Personal information
- Full name: Reginald Leslie Keates
- Born: 27 June 1980 (age 46) Johannesburg, Transvaal, South Africa
- Batting: Right-handed
- Bowling: Right-arm off break

Domestic team information
- 2002–2005: Dorset

Career statistics
| Competition | LA |
| Matches | 3 |
| Runs scored | 3 |
| Batting average | 1.50 |
| 100s/50s | –/– |
| Top score | 2 |
| Balls bowled | 120 |
| Wickets | 3 |
| Bowling average | 27.33 |
| 5 wickets in innings | – |
| 10 wickets in match | – |
| Best bowling | 2/48 |
| Catches/stumpings | –/– |
- Source: Cricinfo, 20 March 2010

= Reginald Keates =

South African-born English cricketer

Reginald Leslie Keates (born 27 June 1980) is a former South African born English cricketer. Keates was a right-handed batsman who bowled right-arm off break.

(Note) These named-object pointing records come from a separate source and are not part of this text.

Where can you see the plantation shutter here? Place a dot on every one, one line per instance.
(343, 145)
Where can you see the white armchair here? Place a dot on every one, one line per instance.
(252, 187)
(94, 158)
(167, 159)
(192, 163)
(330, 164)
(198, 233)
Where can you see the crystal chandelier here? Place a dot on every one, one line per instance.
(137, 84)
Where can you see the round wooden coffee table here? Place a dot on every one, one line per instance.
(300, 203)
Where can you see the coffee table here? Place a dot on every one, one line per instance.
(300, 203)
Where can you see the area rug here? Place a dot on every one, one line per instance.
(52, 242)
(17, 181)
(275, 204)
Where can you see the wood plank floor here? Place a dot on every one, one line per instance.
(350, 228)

In 2002, Keates made his debut for Dorset in the Minor Counties Championship against Oxfordshire. From 2002 to 2005, he represented the county in 8 Minor Counties Championship matches, with his final match for the county coming against Herefordshire in 2005.

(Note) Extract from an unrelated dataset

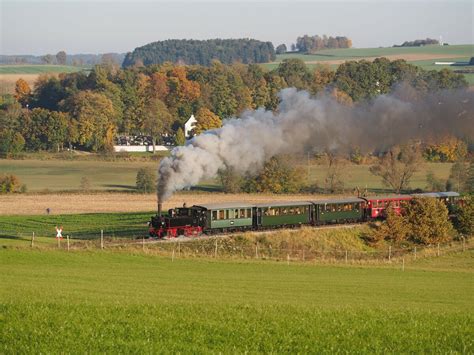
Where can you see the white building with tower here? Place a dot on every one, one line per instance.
(189, 126)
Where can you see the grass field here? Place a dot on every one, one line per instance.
(120, 176)
(90, 302)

In 2002, Keates also made his List-A debut for Dorset against the Worcestershire Cricket Board in the 1st round of the 2003 Cheltenham & Gloucester Trophy, which was played in 2002. Keates represented the county in a further 2 List-A matches against Buckinghamshire in the 1st round of the 2004 Cheltenham & Gloucester Trophy which was played in 2003 and against Yorkshire in the 2nd round of the 2004 Cheltenham & Gloucester Trophy which was played in 2004.